How to apply for a personal loan with Happy Money

  1. Get a quote: Prequalify to get a rate quote within two minutes. Your credit score is not affected at this stage of the personal loan process. 
  2. Add information and finalize your application: If you decide to proceed with the prequal, you can fully apply. Your credit will be pulled, and your final rate, loan amount and term will depend on your credit score, credit history and income. 
  3. Review the loan details: Once you receive a decision, take time to look over the loan agreement before signing off on it. At this stage you can choose to have your funds applied directly to the credit card companies you’re paying off or sent to your personal checking or savings account. 

How Bankrate rates Happy Money

Overall score 4.6 Explanation
Availability 4.5 640 minimum score and 3- to 6-day funding timeline.
Affordability 4.3 17.99 percent maximum rate and 5 percent maximum origination fee.
Customer experience 4.7 Support is available 6 days a week and an app is available to manage the loan.
Transparency 5.0 All fees clearly disclosed with qualifying guidelines and rate and loan amount ranges.

Methodology

Bankrate's trusted personal loans industry expertise

57

years in business

30

lenders reviewed

20

loan features weighed

665

data points collected

Bankrate considers 20 factors when reviewing lenders.
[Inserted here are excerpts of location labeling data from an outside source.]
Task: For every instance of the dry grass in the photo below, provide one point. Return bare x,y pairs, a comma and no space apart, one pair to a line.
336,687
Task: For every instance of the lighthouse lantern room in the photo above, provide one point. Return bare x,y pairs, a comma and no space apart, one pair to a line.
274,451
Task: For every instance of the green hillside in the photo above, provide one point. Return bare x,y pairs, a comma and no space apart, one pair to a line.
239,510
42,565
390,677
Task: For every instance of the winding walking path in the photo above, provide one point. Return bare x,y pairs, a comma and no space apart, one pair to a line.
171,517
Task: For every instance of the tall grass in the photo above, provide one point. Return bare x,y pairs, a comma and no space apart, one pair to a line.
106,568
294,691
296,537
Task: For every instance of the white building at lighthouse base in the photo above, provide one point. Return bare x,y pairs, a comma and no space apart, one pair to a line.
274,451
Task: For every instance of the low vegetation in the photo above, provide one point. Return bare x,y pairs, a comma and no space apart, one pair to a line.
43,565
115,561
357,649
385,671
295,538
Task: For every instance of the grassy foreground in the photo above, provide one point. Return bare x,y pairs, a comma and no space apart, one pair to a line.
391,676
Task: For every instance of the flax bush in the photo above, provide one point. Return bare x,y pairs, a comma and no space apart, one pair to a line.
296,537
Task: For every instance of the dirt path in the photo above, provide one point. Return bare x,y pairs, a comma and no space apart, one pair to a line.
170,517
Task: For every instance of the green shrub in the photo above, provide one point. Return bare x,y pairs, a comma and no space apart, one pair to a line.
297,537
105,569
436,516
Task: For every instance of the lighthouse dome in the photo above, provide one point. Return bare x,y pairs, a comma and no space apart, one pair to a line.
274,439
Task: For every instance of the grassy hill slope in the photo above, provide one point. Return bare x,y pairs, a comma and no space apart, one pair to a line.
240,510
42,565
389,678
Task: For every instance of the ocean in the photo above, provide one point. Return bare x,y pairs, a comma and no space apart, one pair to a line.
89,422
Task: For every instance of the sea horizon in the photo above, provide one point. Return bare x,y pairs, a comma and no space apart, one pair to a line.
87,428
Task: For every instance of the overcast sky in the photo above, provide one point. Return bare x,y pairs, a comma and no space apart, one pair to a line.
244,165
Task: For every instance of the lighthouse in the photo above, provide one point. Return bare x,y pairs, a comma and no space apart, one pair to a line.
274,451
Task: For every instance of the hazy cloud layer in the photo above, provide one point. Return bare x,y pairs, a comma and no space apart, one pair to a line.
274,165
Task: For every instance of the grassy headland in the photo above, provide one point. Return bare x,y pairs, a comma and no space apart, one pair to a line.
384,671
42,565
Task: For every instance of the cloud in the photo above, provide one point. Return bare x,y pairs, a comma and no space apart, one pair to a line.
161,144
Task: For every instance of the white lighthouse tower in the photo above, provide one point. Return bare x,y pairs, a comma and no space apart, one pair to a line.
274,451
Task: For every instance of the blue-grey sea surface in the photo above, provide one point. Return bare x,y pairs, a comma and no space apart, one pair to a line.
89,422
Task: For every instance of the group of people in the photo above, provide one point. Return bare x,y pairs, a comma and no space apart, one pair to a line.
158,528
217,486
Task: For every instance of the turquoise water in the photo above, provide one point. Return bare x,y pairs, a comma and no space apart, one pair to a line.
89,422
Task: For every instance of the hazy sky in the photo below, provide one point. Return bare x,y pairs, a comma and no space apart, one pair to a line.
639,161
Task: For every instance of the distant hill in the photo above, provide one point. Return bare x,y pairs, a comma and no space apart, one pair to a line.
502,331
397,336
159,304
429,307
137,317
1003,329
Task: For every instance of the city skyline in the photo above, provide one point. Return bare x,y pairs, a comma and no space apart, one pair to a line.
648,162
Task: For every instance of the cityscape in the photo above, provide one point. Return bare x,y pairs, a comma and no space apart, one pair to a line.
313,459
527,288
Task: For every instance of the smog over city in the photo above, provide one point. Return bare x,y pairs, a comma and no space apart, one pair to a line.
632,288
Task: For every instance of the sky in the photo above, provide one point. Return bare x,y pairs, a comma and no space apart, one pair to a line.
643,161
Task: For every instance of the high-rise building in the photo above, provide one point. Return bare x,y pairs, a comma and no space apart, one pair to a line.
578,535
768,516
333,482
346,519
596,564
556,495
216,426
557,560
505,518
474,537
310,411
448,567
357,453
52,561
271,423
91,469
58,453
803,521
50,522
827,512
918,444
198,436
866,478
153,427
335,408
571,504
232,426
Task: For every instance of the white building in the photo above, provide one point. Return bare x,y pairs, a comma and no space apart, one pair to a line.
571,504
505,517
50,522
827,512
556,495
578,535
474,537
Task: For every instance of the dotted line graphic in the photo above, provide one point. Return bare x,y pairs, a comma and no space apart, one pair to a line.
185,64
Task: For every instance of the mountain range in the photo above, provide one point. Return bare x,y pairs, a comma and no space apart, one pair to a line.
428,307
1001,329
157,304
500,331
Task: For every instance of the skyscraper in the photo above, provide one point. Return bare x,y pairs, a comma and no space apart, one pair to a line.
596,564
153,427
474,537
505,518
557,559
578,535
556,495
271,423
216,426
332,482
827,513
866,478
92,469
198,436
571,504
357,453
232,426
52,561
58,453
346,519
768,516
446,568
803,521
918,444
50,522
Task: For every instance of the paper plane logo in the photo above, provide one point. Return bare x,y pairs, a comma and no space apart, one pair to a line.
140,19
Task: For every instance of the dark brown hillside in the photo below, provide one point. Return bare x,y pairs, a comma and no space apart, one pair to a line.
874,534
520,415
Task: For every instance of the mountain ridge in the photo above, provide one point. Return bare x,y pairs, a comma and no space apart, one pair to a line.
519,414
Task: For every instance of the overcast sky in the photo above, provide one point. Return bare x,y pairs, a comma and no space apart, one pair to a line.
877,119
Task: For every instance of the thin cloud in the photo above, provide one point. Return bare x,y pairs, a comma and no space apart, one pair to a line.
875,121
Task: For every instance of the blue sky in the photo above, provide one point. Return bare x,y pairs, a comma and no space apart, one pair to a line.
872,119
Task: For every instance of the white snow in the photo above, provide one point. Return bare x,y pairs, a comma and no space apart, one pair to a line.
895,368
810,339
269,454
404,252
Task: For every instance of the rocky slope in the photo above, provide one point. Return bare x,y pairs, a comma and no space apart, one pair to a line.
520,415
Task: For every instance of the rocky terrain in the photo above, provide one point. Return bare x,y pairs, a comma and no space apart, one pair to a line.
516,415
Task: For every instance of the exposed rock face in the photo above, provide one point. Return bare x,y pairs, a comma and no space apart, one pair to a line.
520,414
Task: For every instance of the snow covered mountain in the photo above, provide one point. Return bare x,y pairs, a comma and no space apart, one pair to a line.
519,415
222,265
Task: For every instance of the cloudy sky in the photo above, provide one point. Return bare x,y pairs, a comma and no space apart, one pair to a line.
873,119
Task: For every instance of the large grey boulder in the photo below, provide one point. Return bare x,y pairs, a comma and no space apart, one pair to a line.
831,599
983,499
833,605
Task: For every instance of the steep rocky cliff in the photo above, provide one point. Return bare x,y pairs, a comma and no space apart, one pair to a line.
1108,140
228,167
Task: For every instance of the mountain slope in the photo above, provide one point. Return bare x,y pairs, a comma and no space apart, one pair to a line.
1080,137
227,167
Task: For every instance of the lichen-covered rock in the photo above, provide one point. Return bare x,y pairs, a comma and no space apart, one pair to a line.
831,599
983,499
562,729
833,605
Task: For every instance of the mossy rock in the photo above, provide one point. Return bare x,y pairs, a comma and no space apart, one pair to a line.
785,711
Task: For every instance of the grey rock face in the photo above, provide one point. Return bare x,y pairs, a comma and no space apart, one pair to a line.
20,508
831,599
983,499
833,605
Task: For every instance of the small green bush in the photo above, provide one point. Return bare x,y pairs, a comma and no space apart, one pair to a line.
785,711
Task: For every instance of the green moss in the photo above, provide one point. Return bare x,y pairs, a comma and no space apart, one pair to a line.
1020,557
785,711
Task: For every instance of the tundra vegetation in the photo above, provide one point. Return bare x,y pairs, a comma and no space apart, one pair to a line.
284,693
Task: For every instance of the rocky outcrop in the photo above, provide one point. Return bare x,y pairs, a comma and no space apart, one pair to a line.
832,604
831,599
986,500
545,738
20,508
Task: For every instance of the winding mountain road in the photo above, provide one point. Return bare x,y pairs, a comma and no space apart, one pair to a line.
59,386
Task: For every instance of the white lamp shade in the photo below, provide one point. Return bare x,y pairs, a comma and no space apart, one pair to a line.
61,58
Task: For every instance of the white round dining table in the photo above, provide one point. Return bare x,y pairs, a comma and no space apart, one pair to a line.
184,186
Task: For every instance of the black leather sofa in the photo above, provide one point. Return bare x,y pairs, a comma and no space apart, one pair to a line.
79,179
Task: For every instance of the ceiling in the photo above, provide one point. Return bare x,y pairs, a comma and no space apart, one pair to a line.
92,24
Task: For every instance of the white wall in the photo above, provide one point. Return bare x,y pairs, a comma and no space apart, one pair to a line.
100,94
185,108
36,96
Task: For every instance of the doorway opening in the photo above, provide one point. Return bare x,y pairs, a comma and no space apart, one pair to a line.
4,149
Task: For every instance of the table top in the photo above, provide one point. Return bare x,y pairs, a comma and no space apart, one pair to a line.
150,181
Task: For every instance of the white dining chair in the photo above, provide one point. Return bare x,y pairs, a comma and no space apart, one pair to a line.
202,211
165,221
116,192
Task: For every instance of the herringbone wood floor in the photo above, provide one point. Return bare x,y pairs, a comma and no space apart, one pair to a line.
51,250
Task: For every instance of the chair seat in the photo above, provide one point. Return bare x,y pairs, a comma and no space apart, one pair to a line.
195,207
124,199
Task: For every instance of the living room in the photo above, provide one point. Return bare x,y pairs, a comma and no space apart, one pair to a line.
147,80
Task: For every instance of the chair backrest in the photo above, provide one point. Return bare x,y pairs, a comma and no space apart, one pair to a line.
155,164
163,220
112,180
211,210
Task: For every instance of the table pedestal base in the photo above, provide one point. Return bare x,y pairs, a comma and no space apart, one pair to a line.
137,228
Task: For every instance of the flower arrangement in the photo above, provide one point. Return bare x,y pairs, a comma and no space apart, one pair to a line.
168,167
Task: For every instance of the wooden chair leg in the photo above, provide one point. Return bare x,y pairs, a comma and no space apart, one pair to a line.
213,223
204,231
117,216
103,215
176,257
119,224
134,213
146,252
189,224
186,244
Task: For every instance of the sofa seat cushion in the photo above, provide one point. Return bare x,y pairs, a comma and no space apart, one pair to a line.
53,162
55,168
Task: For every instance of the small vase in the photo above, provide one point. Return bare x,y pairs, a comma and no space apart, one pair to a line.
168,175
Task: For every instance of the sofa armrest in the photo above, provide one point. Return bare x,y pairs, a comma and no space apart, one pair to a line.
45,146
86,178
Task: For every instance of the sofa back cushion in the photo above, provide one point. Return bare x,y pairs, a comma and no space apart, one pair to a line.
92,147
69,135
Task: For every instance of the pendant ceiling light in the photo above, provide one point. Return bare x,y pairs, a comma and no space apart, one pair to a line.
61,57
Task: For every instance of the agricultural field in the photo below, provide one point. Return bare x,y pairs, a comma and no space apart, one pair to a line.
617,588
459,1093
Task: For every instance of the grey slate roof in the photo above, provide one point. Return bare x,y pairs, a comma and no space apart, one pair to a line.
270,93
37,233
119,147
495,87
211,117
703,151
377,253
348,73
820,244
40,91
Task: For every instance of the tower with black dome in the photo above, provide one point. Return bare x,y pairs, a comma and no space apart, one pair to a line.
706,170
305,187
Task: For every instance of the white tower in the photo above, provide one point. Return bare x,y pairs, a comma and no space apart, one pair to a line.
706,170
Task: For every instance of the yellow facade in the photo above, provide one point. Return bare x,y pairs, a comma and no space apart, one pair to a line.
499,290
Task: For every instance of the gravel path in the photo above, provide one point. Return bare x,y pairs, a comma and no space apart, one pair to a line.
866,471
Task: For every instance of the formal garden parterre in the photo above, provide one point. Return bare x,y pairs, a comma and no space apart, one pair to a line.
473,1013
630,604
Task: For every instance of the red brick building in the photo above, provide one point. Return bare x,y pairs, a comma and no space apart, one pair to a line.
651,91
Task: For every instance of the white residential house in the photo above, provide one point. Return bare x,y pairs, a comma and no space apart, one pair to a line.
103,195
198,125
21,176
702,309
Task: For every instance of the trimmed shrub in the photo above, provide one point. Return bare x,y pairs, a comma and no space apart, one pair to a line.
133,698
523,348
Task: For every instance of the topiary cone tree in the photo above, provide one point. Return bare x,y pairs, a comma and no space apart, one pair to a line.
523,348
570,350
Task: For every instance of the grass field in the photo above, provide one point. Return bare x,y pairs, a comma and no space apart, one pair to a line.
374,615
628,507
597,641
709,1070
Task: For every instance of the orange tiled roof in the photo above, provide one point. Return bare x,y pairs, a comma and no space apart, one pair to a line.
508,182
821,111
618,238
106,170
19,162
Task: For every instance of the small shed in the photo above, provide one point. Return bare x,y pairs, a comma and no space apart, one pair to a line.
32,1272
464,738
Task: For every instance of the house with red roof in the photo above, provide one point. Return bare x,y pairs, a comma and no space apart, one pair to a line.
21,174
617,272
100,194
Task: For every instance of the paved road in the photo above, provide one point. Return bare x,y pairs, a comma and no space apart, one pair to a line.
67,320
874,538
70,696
Credit requirements, APR ranges, fees, loan amounts and flexibility are all taken into account so that ratings are representative of how competitive lenders are for a wide range of credit profiles and budgets. The Bankrate Score for personal loans consists of four categories:

  • Availability: What the minimum loan amounts are, its eligibility requirements and loan turnaround are considered in this category.
  • Affordability: The interest rates, penalties and fees are measured in this section of the score. Lower rates and fees and fewer potential penalties result in a higher score.
  • Customer experience: This category covers customer service hours, if online applications are available, online account access and mobile apps.
  • Transparency: This category is measured by how accessible credit requirements, rates and fees are on the lender's page. We also considered whether prequalification was available, as all these factors are key for consumers to make an informed decision.

Editorial disclosure: All reviews are prepared by Bankrate.com staff. Opinions expressed therein are solely those of the reviewer and have not been reviewed or approved by any advertiser. The information, including rates and fees, presented in the review is accurate as of the date of the review. Check the data at the top of this page and the lender’s website for the most current information.